Сергей Константинович, снова в перчатках, провел быстрый ректальный осмотр, констатируя неудовлетворительный результат. Последовала команда Павлу Валерьевичу приготовить кружку Эсмарха снова. При этих словах Лена невольно сжалась, и по ее обнаженной спине пробежала судорога. Стыд достиг своей кульминации – осознание, что весь этот унизительный ритуал, от холодного прикосновения до мучительного распирания, придется пережить заново, было невыносимым.
Вторая клизма стала для Лены новым витком ада, но адом уже безмолвным и опустошающим. Если в первый раз ее тело яростно сопротивлялось вторжению, то теперь оно было пассивным и податливым, что выглядело еще более душераздирающе.
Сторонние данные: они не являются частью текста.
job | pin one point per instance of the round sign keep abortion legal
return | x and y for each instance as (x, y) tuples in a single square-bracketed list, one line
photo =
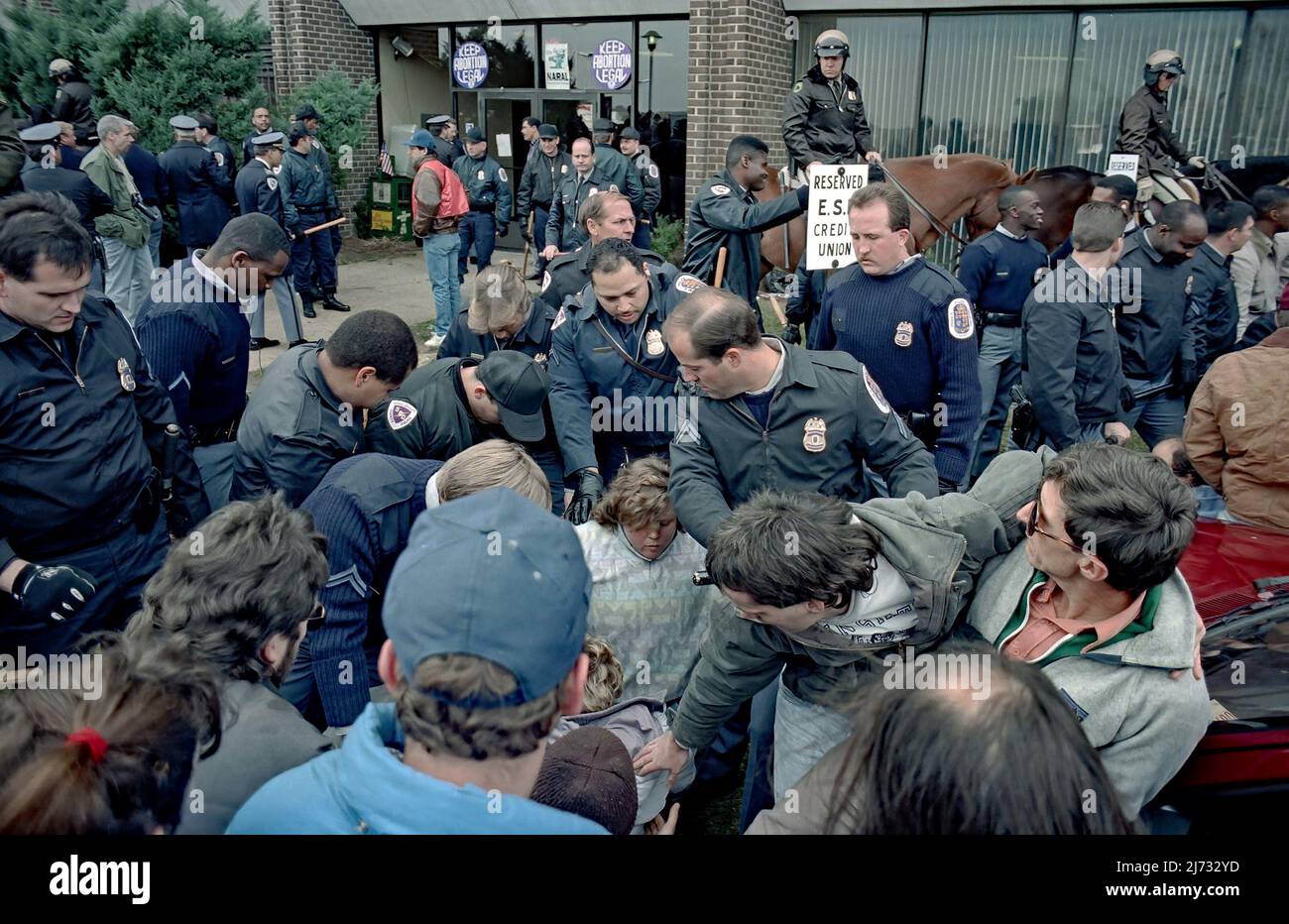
[(611, 63)]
Когда холодная жидкость снова начала наполнять ее, она не издала ни звука, лишь ее плечи мелко и часто дрожали, а пальцы, вцепившиеся в одеяло, побелели. Она зажмурилась, пытаясь окончательно уйти в себя, отрешиться от происходящего с ее телом, но стыд проникал и туда, отравляя каждую мысль, каждую попытку спрятаться. Она чувствовала себя грязной, опозоренной, выставленной напоказ, и это чувство было острее любой физической боли.
«Держите, сколько сможете», – снова произнёс медбрат, извлекая наконечник.
Она снова съёжилась на кровати, прижимая руки к раздутому, бурлящему животу. Халат беспомощно распахнулся, и она даже не пыталась прикрыться. Ее лицо было искажено гримасой не столько боли, сколько глубочайшего стыда и отречения. Она проиграла эту битву за достоинство, и теперь ей предстояло пережить унижение ещё раз. И вновь последовала мучительная борьба с собственным телом, за которой я, беспомощный и раздавленный, мог лишь наблюдать из своего тёмного угла, понимая, что ничто не сможет стереть из ее памяти этот двойной позор, это чувство жгучего, всепоглощающего стыда, который, казалось, навсегда впитался в стены нашей некогда уютной спальни.
Глава 14: Исход
Тишина в спальне снова была нарушена сдержанными, деловыми репликами. Я уже не подходил к щели, обещаниями и стыдом прикованный к стене в коридоре. Казалось, я исчерпал лимит на вторжение в ее частный ад. Я лишь слышал приглушенный голос Сергея Константиновича: «Елена Сергеевна, для завершения осмотра мне нужно оценить результат. Вам нужно встать и нагнуться вперед, оперевшись руками о кровать».